Strategy: The Part We’re Good At
We’re all familiar with the world of strategy:
-
Checklists
-
Project plans
-
Action timelines
-
Quarterly targets
-
Evaluation frameworks
These are important. They give us clarity, structure, and a shared sense of purpose.
But strategy alone doesn’t shift behaviour. It doesn’t build safety. It doesn’t create the conditions for trust.
Culture: The Quiet Force That Does the Heavy Lifting
Culture is rarely written down.
It’s felt before it’s seen.
It’s the unspoken norms shaping:
✨ How people respond under pressure
✨ How teams treat each other
✨ How children and young people experience the environment
✨ How decisions get made at every level
At the RRN Conference, one line captured this beautifully:
“Co-production is the biggest culture-change tool we have.”
And it’s true.
When young people, families, and staff genuinely shape the work together, everything shifts: safety, trust, consistency, and real, relational change.
Because the truth is:
“You can design the best strategy in the world.

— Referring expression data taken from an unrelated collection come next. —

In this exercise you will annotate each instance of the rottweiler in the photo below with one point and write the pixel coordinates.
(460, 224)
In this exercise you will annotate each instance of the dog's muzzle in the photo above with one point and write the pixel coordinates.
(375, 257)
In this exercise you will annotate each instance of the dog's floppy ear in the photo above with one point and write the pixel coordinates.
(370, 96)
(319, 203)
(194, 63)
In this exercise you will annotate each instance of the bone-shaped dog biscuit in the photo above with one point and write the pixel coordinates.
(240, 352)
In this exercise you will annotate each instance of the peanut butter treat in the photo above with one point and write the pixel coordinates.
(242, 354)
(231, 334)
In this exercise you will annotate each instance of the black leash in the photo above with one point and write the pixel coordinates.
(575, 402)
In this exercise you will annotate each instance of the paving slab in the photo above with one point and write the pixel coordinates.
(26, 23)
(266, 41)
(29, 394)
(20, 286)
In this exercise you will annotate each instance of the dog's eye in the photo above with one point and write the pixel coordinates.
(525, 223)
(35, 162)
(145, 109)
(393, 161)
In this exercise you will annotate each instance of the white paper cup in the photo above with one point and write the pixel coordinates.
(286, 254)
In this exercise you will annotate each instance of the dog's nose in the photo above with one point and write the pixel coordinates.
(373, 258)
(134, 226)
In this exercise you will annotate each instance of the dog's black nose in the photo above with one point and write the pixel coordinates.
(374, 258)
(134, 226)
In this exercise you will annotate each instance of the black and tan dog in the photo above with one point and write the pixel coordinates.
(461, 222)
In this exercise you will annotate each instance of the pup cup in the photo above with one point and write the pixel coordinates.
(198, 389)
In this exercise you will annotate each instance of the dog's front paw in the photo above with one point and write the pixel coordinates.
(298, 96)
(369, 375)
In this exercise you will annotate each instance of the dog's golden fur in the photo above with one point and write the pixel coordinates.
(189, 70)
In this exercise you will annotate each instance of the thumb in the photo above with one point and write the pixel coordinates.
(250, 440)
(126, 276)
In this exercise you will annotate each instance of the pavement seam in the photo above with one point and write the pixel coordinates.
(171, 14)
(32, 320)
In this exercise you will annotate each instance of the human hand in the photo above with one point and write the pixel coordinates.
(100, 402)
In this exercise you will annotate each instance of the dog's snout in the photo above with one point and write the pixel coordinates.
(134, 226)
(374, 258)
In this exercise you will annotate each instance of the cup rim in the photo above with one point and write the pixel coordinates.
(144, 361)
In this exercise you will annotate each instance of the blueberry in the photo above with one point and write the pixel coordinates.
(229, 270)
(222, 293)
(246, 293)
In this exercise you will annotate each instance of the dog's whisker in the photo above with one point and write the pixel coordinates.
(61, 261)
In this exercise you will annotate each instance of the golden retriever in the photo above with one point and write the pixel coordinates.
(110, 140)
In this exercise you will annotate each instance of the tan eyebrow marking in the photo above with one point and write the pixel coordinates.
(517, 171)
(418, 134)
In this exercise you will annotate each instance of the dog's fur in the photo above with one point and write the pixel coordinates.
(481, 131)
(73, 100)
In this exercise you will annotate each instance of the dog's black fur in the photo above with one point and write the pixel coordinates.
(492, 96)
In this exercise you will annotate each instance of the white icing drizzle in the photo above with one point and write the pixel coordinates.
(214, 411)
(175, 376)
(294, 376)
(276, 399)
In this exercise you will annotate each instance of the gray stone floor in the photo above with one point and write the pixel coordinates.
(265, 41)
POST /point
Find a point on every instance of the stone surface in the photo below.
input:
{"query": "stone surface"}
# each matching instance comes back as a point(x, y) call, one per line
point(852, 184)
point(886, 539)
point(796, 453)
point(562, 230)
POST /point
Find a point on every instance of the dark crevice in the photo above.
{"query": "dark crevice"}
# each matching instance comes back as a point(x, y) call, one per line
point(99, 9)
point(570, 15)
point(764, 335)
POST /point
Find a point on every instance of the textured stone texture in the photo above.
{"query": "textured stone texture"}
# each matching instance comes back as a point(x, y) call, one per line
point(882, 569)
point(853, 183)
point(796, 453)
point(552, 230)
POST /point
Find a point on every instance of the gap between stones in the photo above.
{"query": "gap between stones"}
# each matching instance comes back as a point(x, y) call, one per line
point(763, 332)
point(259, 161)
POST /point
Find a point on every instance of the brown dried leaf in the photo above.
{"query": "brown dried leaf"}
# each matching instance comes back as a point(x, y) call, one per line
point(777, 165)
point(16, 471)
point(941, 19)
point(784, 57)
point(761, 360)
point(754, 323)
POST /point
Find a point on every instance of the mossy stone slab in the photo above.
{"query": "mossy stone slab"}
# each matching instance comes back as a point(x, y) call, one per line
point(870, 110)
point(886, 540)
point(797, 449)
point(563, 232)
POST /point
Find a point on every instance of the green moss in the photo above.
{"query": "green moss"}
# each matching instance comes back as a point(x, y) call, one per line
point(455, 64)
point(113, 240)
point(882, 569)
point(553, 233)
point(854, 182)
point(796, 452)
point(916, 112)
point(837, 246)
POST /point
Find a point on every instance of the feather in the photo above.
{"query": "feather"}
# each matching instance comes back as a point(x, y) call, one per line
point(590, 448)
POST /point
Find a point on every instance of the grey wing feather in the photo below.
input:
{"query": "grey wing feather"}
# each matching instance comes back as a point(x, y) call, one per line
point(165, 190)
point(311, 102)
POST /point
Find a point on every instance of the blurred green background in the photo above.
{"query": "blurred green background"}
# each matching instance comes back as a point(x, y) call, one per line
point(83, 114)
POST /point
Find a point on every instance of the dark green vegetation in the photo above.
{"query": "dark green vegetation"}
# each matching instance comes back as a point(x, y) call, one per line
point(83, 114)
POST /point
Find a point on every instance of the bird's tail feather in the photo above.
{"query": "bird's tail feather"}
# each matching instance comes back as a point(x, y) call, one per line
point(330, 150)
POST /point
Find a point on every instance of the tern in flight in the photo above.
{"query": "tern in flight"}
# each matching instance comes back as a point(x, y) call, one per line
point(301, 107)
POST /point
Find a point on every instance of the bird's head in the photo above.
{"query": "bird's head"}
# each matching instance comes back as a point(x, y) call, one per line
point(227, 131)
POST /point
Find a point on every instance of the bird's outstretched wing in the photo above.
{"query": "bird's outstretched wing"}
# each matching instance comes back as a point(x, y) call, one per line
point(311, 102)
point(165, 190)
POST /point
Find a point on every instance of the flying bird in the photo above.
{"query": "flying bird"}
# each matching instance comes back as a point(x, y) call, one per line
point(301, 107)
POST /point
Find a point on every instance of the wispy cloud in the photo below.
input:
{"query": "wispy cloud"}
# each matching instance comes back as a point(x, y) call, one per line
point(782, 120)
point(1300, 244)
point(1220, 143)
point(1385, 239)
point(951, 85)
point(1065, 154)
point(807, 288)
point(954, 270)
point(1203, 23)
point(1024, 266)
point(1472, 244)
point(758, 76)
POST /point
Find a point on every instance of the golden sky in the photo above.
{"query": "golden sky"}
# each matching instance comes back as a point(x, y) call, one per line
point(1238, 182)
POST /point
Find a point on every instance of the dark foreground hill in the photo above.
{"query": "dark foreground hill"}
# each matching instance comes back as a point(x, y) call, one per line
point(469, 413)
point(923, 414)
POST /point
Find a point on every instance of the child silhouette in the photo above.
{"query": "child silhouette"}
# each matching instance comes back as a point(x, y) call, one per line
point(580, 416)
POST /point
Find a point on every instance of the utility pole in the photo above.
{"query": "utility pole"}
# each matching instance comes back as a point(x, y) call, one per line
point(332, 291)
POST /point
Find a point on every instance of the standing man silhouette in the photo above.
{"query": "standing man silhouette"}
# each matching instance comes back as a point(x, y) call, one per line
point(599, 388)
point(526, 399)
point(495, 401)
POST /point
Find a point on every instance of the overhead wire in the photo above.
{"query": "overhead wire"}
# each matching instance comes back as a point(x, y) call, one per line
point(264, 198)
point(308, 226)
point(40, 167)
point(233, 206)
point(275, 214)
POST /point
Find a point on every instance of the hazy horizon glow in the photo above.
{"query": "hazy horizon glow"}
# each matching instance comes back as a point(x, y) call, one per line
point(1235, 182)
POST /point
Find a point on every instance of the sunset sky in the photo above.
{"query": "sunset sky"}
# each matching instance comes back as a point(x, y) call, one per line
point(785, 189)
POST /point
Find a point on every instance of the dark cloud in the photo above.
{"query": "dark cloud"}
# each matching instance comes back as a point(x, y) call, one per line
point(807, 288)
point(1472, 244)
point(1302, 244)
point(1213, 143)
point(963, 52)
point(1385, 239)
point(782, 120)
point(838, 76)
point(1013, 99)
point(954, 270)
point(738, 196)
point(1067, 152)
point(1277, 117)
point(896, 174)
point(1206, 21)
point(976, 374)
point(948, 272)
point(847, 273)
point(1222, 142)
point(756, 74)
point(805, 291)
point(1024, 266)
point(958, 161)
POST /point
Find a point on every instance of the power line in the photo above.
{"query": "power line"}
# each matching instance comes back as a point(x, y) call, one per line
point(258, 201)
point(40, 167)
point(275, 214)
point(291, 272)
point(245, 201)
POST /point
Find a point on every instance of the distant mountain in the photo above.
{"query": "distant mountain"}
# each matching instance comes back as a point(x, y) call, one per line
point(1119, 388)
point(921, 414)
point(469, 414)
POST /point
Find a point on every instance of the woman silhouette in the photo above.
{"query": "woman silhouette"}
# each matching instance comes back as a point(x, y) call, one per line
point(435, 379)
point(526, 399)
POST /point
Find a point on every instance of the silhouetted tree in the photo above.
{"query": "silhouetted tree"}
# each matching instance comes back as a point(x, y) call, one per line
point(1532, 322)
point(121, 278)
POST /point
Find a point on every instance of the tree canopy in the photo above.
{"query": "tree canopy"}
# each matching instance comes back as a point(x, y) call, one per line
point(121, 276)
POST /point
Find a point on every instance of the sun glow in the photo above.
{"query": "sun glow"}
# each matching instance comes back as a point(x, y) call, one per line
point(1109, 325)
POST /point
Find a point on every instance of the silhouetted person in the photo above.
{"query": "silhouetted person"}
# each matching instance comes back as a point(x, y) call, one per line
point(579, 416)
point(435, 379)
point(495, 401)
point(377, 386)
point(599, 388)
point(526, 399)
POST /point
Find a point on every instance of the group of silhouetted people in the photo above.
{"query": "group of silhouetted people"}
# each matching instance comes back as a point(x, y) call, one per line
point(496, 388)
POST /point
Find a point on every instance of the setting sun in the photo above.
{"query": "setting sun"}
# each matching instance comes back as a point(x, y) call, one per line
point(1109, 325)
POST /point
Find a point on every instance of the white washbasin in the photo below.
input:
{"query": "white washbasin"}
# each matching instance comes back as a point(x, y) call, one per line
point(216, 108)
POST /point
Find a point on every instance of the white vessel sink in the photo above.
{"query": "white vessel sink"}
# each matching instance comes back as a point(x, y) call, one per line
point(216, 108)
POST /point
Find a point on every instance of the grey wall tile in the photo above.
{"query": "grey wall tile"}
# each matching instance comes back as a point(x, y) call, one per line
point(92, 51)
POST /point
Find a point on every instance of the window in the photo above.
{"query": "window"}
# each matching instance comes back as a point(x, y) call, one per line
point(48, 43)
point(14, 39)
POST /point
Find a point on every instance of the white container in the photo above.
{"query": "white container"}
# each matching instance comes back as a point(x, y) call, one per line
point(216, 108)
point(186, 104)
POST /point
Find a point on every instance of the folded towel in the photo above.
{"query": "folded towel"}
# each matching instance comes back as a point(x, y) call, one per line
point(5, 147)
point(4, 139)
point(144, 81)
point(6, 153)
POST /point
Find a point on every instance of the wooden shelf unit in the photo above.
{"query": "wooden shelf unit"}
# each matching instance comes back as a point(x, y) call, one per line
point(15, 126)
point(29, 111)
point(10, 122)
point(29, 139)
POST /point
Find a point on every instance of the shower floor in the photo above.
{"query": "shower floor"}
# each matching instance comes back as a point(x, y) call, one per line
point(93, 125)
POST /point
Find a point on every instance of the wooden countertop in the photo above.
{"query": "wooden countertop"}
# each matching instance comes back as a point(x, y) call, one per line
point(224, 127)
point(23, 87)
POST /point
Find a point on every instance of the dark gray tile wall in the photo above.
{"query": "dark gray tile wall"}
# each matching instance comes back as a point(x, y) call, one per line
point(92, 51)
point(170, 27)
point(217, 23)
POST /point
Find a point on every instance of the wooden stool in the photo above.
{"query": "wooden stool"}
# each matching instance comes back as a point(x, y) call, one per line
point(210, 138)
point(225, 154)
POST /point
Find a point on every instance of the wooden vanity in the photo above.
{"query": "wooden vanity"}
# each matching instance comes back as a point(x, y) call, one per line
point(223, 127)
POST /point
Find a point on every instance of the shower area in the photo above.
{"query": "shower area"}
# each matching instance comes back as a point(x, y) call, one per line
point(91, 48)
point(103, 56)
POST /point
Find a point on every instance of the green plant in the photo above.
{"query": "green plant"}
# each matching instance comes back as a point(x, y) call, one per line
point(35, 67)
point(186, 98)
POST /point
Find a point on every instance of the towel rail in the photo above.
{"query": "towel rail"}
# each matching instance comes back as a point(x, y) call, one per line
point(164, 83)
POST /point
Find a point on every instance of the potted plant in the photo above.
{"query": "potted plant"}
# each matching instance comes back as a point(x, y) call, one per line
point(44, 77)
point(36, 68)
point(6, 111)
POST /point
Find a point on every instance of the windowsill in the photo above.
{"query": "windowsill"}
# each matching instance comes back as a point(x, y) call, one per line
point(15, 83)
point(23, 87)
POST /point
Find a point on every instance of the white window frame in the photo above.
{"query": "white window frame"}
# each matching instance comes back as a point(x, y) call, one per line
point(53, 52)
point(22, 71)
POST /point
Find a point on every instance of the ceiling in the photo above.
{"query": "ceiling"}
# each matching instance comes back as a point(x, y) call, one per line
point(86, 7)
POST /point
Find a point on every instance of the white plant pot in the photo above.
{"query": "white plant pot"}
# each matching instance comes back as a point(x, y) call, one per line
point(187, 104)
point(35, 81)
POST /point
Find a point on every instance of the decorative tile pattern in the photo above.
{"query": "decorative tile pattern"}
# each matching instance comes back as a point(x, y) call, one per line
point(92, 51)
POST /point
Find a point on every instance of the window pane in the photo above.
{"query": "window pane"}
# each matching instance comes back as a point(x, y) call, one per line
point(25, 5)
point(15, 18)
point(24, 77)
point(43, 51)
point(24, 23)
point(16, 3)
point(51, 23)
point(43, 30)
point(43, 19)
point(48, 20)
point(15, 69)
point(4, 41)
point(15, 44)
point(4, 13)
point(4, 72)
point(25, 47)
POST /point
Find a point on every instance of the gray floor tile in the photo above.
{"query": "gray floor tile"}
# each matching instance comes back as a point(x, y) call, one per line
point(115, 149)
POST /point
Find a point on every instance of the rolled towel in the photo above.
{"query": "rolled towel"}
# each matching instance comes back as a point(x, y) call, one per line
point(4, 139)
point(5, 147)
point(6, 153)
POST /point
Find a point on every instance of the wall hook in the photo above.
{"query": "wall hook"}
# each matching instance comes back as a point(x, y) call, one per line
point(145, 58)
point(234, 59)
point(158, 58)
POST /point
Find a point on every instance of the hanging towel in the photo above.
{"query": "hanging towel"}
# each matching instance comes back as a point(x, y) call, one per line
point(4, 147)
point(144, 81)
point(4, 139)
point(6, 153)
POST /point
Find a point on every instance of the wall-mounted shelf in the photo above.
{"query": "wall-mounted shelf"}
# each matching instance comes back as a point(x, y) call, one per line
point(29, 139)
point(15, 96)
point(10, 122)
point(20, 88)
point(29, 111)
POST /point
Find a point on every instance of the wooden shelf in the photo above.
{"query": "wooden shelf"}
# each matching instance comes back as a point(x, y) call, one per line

But if the culture resists — nothing moves.”
And equally:
“If the culture is strong — even an average strategy can win.”
I’ve seen this time and time again in trauma-informed and neurodiversity-affirming practice.
When culture is rooted in compassion, curiosity, and shared values, progress comes quickly. Young people feel the difference immediately.
Great Leaders Understand Both
One of the lines that stayed with me most was this:
“Great leaders read strategy like a map.
But they read culture like a pulse.”
Because leadership isn’t about choosing strategy or culture.
It’s about navigating the space between them:
-
Where plans meet people
-
Where direction meets day-to-day behaviour
-
Where vision meets values
-
Where co-production becomes the anchor
A strong strategy tells us where we’re going. A strong culture determines whether we ever get there.
The Real Reflection
So here’s the question I’m sitting with - and the one I invite you to consider, too:
Are you only shaping the strategy?
Or are you shaping the culture that brings it to life?
Because in trauma-informed, relationship-based work, culture is the intervention. And co-production is the tool that brings it alive.